But much of this background was actually very helpfully described by Lanhee J. Chen in an article that appeared in the Wall Street Journal also on April the 9th. That is the very same day that the other article appeared in the New York Times. This headline was, “Lost in Beijing: The Story of the WHO.” Lanhee Chen, who is a fellow at the Hoover Institution and director of domestic policy studies at the public policy program at Stanford University, argued that the WHO is very compromised by China. As he wrote, “While Washington pays, Beijing works behind the scenes to influence WHO leaders. The current director general, Tedros Adhanom Ghebreyesus, was backed strongly by the Chinese government during his campaign for the job.” Chen continues, “Mr. Tedros was a controversial pick, dogged by allegations of having covered up cholera outbreaks in his native Ethiopia where he served as health minister and foreign minister. During those years, China invested in Ethiopia and lent it billions of dollars. Shortly after winning his WHO election, Mr. Tedros traveled to Beijing and lauded the country’s healthcare system, ‘We can all learn something from China.'”

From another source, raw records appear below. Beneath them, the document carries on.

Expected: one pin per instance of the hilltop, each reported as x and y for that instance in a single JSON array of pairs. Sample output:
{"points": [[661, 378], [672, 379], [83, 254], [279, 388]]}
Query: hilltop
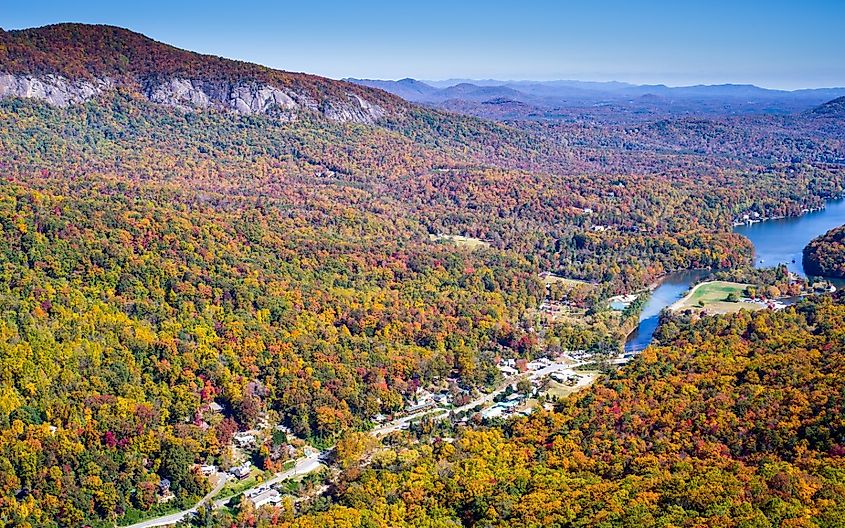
{"points": [[834, 108], [566, 99], [70, 63]]}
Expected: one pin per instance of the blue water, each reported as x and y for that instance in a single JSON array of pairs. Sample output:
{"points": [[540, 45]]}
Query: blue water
{"points": [[672, 288], [775, 242], [782, 241]]}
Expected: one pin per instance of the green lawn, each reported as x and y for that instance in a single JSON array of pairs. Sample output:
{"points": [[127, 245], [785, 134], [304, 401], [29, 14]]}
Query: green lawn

Lanhee Chen then stated plainly, “Under Mr. Tedros’ leadership, the WHO has accepted China’s falsehoods about the coronavirus and helped launder them into respectable looking public health assessments.” Later in this article, Lanhee Chen argues that the WHO prioritizes politics over public health. “It has internalized Beijing’s view of Taiwan and seeks to praise China’s leaders at every turn, and at no point during the crisis has the WHO substantively investigated the Chinese regime’s claims about the virus or been transparent about the thinking behind its decisions.” We often refer to the worldview issues implicated with global organizations such as the United Nations. The World Health Organization has a very similar and indeed of course related pedigree. It goes back to what was known as the International Sanitary Conferences originating in June of 1851 in an effort undertaken by leaders in the Western world with contacts through especially Western empires of the rest of the world to try to limit public health problems and contagion.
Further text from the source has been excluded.